The law will continue to keep witnesses and crooks under wraps for the full ten minutes before their faces are spunked out all over the front pages. For sure, those involved with a crime will always be safe from a lens in court, and allowing sentencing remarks isn’t the given inch that will turn into a mile, but the camera doesn’t have to be pointed at the victims to head for the hills. The issue is not that the trials will end up as an MTV reality show with a sarcastic narrator, but rather the lack of respect shown for victims of crime. The fragility of a rape victim is exploited enough by over-zealous QCs examining their past sexual history and dress sense in court, without the public then agreeing that she does indeed ‘sound a bit tarty’ from behind their television screens and troughs. If the conviction rate for rape and other sexual offences drops below its already deplorable level, there’ll be even less of the HARD JUSTICE that people love to see.

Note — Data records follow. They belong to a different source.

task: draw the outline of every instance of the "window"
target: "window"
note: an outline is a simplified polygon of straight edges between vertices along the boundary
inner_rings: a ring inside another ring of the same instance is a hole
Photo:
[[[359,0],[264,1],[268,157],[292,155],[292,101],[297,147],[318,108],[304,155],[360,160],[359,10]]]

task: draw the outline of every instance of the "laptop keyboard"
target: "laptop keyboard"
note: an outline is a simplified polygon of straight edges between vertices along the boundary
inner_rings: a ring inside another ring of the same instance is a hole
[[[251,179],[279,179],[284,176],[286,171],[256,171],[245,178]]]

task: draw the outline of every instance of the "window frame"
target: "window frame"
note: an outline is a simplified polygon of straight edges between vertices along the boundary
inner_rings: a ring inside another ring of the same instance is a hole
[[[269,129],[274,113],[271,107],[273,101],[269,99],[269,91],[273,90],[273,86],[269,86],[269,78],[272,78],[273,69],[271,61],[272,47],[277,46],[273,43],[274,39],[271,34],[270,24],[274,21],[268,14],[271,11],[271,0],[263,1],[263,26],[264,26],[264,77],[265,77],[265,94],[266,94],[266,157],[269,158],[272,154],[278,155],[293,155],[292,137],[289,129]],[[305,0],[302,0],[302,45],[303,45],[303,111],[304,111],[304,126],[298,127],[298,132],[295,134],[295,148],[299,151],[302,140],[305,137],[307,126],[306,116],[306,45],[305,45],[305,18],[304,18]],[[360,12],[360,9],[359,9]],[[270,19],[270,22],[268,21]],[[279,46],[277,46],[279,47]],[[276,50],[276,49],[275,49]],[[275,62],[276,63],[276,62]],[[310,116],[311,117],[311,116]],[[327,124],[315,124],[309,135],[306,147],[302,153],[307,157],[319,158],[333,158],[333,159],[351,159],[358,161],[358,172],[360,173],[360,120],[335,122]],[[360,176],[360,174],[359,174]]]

Will filming affect the judgement? Perhaps the judge will be more inclined to wash his wig in case his Mum’s watching, but it won’t throw his objectivity out the window. At least, one would hope that the British legal system is above caving in to such shallow and superficial pressures. The most that sentencing will offer in full 1080p HD is yet more sensationalist moral outrage for the baying mobs to sink their teeth into. Another block of oak for the press to fling upon the bonfire of public nosiness? I think so.